AI news
October 3, 2024

OpenAI Drops Realtime API, Prompt Caching, and More on DevDay 2024

Great news for developers! Advanced voice mode is now accessible via API.

Jim Clyde Monge
by 
Jim Clyde Monge

Merely a few days since some big names, like former CTO Mira Murati, left OpenAI. So, seeing Sam Altman up there on stage for DevDay, talking about new products, feels a bit odd.

With all these changes at the company, you can’t help but wonder: should we still trust him?

But that’s not the focus here. Let’s set the drama aside for a second and look at what DevDay was really about—the new tools OpenAI just announced for developers.

OpenAI has certainly packed a lot into this year’s event, and while the leadership changes are concerning, it’s clear the company is still pushing forward. In fact, there’s quite a bit of progress worth unpacking.

In case you missed DevDay last year in 2023, here’s a quick update on the progress made since then:

  • 98% decrease in cost per token from GPT-4 to 4o mini
  • 50x increase in token volume across their systems
  • Significant model intelligence progress

Realtime API

The highlight of DevDay 2024 was undoubtedly the Realtime API.

This API enables developers to build low-latency, multimodal conversational capabilities into their applications, supporting text, audio, and function calling.

Here’s a sample javascript call to the API.

const event = {
  type: 'conversation.item.create',
  item: {
    type: 'message',
    role: 'user',
    content: [
      {
        type: 'input_text',
        text: 'Hey, how are you doing?'
      }
    ]
  }
};
ws.send(JSON.stringify(event));
ws.send(JSON.stringify({type: 'response.create'}));

So, why should developers care about this?

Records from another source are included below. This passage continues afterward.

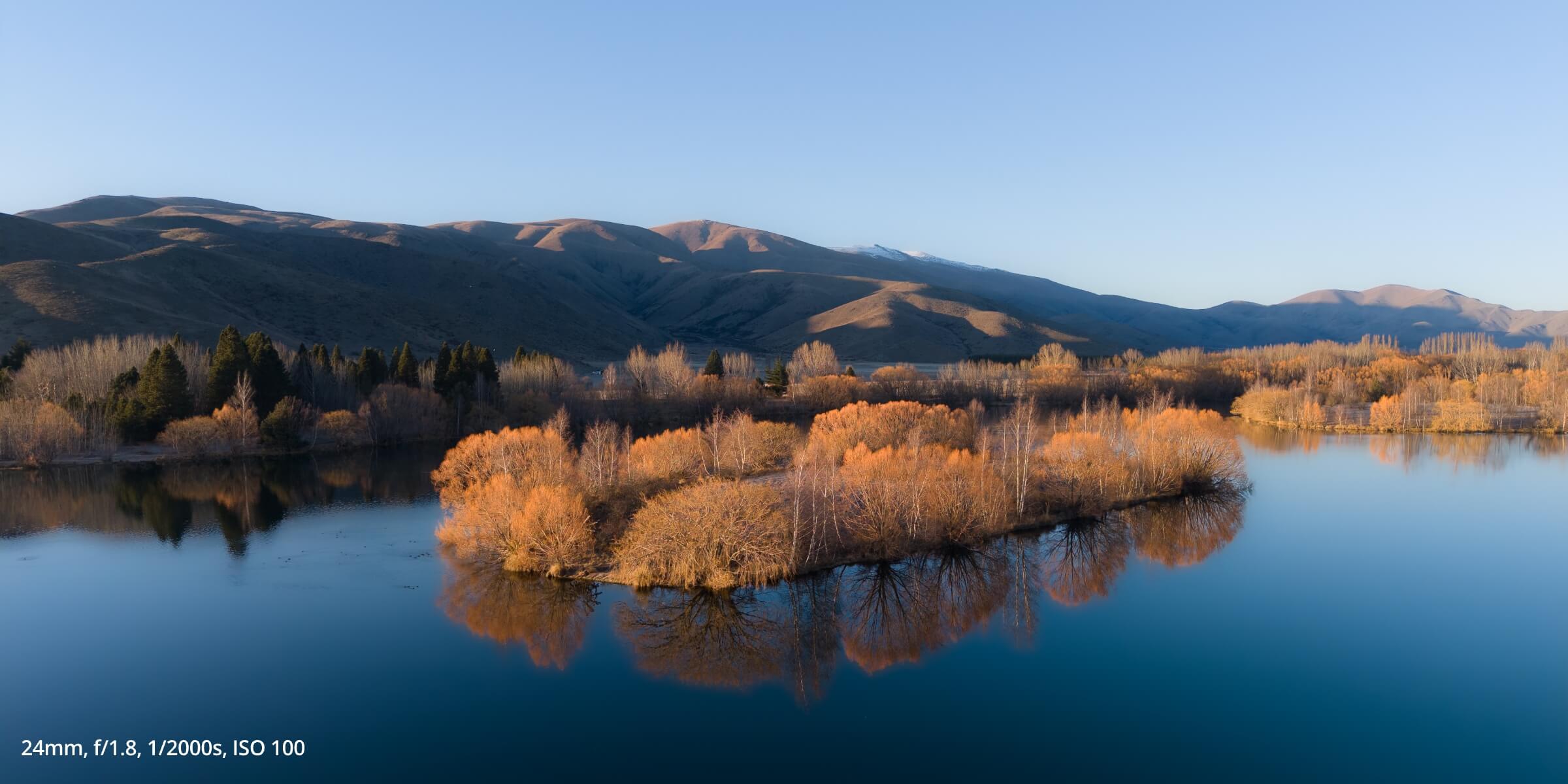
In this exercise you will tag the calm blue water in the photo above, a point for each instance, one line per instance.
(1377, 608)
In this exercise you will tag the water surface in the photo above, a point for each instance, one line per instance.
(1380, 606)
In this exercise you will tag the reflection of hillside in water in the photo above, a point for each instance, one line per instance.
(231, 498)
(1409, 451)
(874, 617)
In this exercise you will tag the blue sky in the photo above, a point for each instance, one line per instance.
(1181, 153)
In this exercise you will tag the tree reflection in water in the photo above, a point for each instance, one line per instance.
(1083, 559)
(547, 617)
(875, 615)
(720, 639)
(234, 499)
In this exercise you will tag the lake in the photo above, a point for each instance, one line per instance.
(1379, 606)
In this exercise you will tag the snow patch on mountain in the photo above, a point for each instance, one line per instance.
(880, 252)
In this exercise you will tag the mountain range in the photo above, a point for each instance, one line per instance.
(590, 289)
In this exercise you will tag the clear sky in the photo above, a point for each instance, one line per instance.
(1183, 153)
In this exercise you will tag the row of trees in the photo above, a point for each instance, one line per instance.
(866, 482)
(1374, 386)
(871, 617)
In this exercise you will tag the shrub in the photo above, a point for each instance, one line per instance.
(526, 529)
(531, 457)
(1084, 474)
(670, 457)
(237, 425)
(890, 424)
(396, 413)
(195, 436)
(287, 422)
(344, 429)
(1460, 416)
(825, 393)
(902, 498)
(717, 534)
(37, 432)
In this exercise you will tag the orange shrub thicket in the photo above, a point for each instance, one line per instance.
(344, 429)
(871, 480)
(906, 498)
(880, 425)
(824, 393)
(195, 436)
(531, 457)
(715, 534)
(1100, 461)
(537, 529)
(668, 459)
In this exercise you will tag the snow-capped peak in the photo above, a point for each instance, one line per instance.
(880, 252)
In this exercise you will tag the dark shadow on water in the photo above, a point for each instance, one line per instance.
(234, 499)
(874, 617)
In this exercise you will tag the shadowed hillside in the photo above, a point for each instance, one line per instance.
(589, 289)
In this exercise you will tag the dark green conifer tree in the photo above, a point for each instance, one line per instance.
(406, 369)
(443, 366)
(229, 358)
(372, 369)
(269, 375)
(487, 367)
(18, 355)
(777, 378)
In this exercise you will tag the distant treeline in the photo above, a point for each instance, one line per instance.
(866, 482)
(1457, 383)
(248, 393)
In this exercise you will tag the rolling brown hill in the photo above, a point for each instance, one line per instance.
(590, 291)
(578, 287)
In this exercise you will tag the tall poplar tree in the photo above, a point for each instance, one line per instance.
(406, 367)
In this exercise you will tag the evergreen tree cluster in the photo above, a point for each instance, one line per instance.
(255, 357)
(461, 372)
(143, 402)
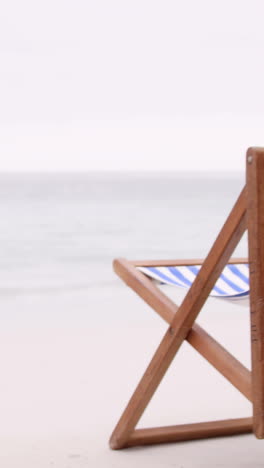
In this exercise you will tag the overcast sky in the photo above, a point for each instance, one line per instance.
(130, 85)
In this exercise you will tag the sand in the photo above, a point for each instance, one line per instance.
(70, 361)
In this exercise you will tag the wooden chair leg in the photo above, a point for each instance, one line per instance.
(182, 322)
(255, 190)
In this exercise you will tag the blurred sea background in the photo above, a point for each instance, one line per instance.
(61, 231)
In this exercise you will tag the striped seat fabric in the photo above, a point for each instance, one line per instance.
(233, 282)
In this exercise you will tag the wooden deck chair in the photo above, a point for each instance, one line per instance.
(248, 213)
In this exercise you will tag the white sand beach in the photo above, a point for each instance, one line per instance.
(70, 361)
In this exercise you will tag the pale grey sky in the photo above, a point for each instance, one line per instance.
(130, 85)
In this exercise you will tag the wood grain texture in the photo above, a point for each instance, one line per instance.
(182, 262)
(223, 361)
(255, 200)
(183, 320)
(235, 372)
(167, 434)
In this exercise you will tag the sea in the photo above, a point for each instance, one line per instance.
(61, 231)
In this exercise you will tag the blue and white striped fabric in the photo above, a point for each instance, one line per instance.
(233, 282)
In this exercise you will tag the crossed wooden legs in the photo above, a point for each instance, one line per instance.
(181, 326)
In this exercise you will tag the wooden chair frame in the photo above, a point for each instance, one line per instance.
(247, 213)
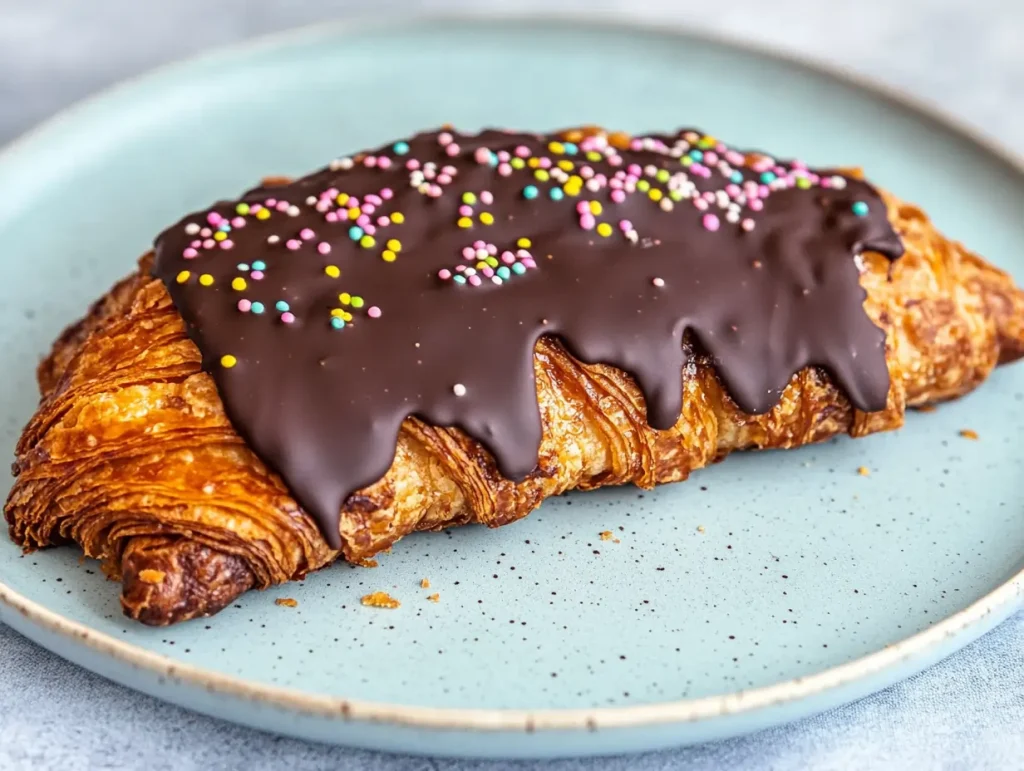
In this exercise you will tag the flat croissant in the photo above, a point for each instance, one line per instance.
(130, 454)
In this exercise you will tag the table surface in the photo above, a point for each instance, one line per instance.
(965, 713)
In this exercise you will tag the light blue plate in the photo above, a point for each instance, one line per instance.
(765, 589)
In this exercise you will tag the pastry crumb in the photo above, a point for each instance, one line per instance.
(152, 576)
(380, 600)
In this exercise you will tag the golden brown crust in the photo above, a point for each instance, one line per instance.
(131, 456)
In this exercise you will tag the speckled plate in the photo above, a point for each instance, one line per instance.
(765, 589)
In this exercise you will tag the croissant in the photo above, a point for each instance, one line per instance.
(132, 455)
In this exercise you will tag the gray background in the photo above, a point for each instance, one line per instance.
(965, 55)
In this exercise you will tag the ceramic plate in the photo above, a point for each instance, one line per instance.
(765, 589)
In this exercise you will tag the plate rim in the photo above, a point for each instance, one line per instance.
(1000, 602)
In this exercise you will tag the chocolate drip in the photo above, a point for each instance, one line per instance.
(332, 308)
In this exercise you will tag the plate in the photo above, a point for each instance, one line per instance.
(765, 589)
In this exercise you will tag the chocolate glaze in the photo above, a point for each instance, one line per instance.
(323, 407)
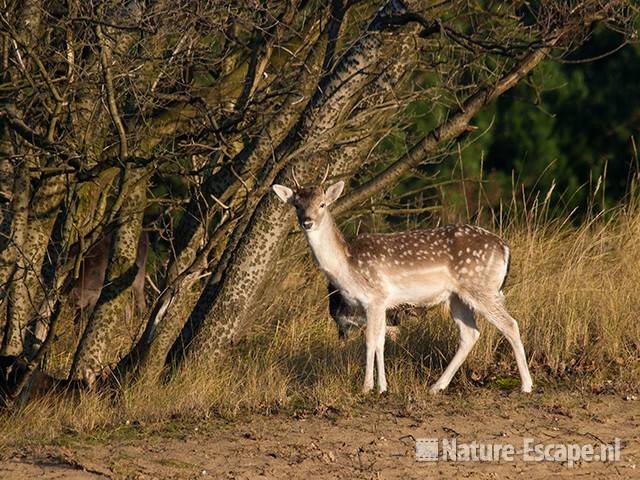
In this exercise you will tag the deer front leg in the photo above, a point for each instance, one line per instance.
(375, 336)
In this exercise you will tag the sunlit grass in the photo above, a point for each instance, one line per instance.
(573, 289)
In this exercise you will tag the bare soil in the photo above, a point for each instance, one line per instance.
(375, 440)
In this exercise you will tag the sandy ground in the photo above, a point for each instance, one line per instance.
(377, 441)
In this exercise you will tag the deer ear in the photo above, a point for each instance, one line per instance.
(333, 192)
(284, 193)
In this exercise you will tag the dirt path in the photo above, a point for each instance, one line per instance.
(375, 442)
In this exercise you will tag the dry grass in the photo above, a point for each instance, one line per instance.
(574, 290)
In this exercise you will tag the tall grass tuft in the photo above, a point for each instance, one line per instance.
(574, 288)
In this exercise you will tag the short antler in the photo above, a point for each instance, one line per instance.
(295, 180)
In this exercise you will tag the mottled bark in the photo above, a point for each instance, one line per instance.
(13, 268)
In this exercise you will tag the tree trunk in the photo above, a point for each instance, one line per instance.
(257, 252)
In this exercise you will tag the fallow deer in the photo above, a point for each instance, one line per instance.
(463, 265)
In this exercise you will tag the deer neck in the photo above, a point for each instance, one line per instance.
(331, 252)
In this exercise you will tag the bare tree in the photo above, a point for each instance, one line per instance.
(176, 117)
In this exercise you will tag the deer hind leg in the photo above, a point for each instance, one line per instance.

  1. Native speech-to-speech: No text intermediary means low latency, nuanced output.
  2. Natural, steerable voices: The models have a natural inflection and can laugh, whisper, and adhere to tone direction.
  3. Simultaneous multimodal output: Text is useful for moderation, faster-than-realtime audio ensures stable playback.

Back in July, I made a post about OpenAI’s advanced voice mode where I showed its ability to detect and react to different human vocal tones and also expressed how impressed I was with the feature. Check out the full article below:

OpenAI’s Advanced Voice Mode Is Now Available to Select Users
OpenAI’s Advanced Voice Mode is now available to select ChatGPT Plus users and will rollout to all paying users in…generativeai.pub

Now, thousands of developers can integrate this feature into their apps, opening the door for a new wave of voice-powered applications.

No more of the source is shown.